PhishGuard — Alex Philip

02 · Detection Engine

How It
Works

PhishGuard runs a seven-stage detection pipeline on each email. Structural indicators are weighted more heavily than keyword matches — they require deliberate construction and are far harder to accidentally trigger in legitimate email.

Parsing

Email Header Extraction

Raw email source is parsed in the browser. Key fields are extracted: From, To, Subject, Reply-To, Date, Received headers, and message body. The Received chain contains the ground truth about an email's origin — often very different from what the From field displays.

Structural

Display Name Alarm Detection

The sender's display name is checked against psychological alarm vocabulary: hacked, suspended, urgent, warning, bitcoin, payment required. Legitimate organizations never use panic language in display names — this is a high-confidence structural signal weighted at +15 per finding.

Structural

Brand Impersonation Check

The display name is cross-referenced against major brands — PayPal, Amazon, Google, Apple, Microsoft. If a brand name appears in the display name but the sending domain does not match the official domain, the discrepancy is flagged as spoofing.

Structural

Reply-To Mismatch Detection

A common phishing technique sets a legitimate-looking From address while routing replies to an attacker-controlled address. Domain mismatch between From and Reply-To is a strong structural indicator (+15 points). Example: From: support@paypal.com / Reply-To: attacker@gmail.com.

Forensic

IP Address Extraction

Regex extracts IPv4 addresses from Received headers with two validation layers — rejecting octets with leading zeros (preventing false positives from date strings like 04.04.01.02) and deduplicating across all routing hops. Private IPs in public routing chains indicate possible header forgery.

Content

Five-Category Keyword Scanner

The subject and body are scanned across five psychological manipulation categories: Urgency, Financial Lure, Threat, Credential Harvesting, and Extortion/Sextortion. Bitcoin wallet addresses are detected via regex. The extortion category auto-escalates any email with 2+ indicators to a minimum score of 75.

Content

URL Analysis

URLs extracted from the email body are checked for: suspicious TLDs (.xyz, .ru, .tk, .ml), URL shorteners hiding the true destination, IP addresses used as domains, excessive subdomains, redirect parameters, and brand name spoofing within non-official domains.

Scoring Breakdown

Alarm words in display name+15 each

Reply-To domain mismatch+15

Brand impersonation+15

Private IP in routing+8 each

Extortion keywords (2+)Auto ≥75

Credential harvesting+10/cat

Suspicious URL flags+8/flag

Risk Verdict

70 – 100HIGH RISK

40 – 69MEDIUM RISK

15 – 39LOW RISK

0 – 14CLEAN

03 · Real-World Test

Tested on a
Real Phishing Email

The tool was tested against a real sextortion/extortion scam received in a personal inbox — a sophisticated attack using psychological panic tactics and a Bitcoin payment demand.

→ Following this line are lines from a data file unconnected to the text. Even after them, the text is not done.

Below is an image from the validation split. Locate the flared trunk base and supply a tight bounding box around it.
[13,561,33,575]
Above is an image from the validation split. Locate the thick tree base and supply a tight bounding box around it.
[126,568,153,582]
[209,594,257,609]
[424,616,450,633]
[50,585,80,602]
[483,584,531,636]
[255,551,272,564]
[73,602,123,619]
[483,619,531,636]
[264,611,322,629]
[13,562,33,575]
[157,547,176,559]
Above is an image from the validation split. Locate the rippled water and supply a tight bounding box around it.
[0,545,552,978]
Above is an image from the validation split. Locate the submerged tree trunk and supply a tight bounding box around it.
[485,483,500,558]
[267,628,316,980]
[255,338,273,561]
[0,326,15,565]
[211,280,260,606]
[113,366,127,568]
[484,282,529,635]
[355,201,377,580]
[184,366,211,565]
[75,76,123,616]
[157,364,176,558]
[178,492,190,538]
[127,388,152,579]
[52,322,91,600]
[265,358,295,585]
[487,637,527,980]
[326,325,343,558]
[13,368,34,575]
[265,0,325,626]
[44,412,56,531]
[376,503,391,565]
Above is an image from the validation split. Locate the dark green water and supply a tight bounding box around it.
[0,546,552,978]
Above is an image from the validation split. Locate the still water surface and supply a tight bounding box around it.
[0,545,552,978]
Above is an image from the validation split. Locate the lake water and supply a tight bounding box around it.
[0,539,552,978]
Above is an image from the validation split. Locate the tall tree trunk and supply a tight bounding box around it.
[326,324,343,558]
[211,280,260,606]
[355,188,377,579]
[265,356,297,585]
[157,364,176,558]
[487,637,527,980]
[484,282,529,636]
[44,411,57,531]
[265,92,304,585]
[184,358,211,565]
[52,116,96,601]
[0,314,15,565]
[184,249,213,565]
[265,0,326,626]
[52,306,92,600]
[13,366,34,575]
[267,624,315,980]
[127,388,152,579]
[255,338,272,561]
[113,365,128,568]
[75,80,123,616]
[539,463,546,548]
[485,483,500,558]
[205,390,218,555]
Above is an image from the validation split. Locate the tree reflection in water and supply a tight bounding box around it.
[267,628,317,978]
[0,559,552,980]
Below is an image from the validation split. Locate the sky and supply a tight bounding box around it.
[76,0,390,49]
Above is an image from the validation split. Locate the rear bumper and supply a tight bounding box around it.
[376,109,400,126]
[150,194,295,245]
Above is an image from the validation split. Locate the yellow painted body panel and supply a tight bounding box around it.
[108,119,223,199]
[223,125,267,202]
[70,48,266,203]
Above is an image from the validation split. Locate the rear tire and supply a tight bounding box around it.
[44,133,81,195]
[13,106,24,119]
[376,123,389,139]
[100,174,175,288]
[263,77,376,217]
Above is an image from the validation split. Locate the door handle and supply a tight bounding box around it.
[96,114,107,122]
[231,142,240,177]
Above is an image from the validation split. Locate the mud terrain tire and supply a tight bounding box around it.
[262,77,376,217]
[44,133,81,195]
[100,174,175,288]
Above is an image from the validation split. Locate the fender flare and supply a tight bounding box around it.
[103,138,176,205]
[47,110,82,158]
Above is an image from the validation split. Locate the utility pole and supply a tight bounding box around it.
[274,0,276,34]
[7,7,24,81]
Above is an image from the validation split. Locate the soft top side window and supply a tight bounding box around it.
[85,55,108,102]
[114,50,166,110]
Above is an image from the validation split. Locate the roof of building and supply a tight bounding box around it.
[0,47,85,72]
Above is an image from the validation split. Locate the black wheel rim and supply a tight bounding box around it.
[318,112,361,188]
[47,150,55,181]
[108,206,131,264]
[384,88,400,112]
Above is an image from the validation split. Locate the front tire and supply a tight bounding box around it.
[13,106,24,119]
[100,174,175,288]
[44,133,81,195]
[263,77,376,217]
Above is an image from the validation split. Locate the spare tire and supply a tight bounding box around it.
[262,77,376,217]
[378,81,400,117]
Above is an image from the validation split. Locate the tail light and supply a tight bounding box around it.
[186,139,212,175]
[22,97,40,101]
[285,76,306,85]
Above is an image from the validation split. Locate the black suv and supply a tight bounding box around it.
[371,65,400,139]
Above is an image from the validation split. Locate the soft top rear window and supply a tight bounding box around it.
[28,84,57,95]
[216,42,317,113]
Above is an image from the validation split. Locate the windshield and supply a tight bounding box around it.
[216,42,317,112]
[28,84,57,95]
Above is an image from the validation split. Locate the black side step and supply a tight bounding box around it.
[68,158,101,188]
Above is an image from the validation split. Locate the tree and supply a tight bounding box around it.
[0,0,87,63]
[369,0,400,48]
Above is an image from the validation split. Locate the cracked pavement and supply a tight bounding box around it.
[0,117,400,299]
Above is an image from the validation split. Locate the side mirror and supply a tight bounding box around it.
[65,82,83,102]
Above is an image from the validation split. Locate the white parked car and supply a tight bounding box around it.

📧 Information about your online security.eml

/ 100

HIGH RISK

From

"You've been HACKED" <kfixc@kawachi.zaq.ne.jp>

Subject

Information about your online security

IP Found

222.227.81.164 — Public

Reply-To

Not found

Indicators Detected

Alarming display name Extortion keywords Bitcoin wallet address recorded you your webcam hacking group 48 hours payment immediately

Outcome

The extortion category auto-escalated the score when two or more extortion-specific indicators were found, correctly classifying this sextortion scam as HIGH RISK. Without the dedicated extortion category, this email previously scored only 8% — a critical detection gap now resolved.

04 · Feature Set

Full
Capabilities

Email Header Forensics

Extracts and analyzes From, To, Subject, Reply-To, Date, and the full Received routing chain from .eml files or pasted raw source.

SMS Smishing Analyzer

Dedicated analyzer for text message phishing with 5 detection categories, URL scanning, phone UI preview, and actionable advice.

Extortion Detection

Dedicated sextortion/extortion category with auto-escalation scoring. Bitcoin wallet address detection via regex pattern matching.

IP Forensics

Extracts IPs from routing headers with false positive filtering. Detects private IPs in public routing chains — a strong indicator of header forgery.

URL Scanner

Checks for suspicious TLDs, URL shorteners, IP-based domains, excessive subdomains, redirect parameters, and brand name spoofing.

Investigation Report

Generates a downloadable HTML investigation report with full findings, scoring breakdown, and risk verdict. Print-to-PDF supported.

Full Mobile Support

Bottom navigation bar, slide-up drawers, FAB button, and Email/SMS mode toggle — designed for full mobile usability on any device.

Keyword Detection

Five-category phishing language scanner: Urgency, Financial Lure, Threat, Credential Harvesting, and Extortion across both email and SMS.

No Backend Required

Runs entirely client-side in the browser. No server, no API, no data uploaded anywhere. Hosted free on GitHub Pages.

06 · Engineering

Challenges
Solved

Sextortion Detection Gap

Standard keyword lists failed to detect sextortion emails, which scored only 8% despite being clear threats. Solved by adding a dedicated extortion category with targeted vocabulary and an auto-escalation rule that guarantees ≥75 score when two or more extortion-specific indicators are found.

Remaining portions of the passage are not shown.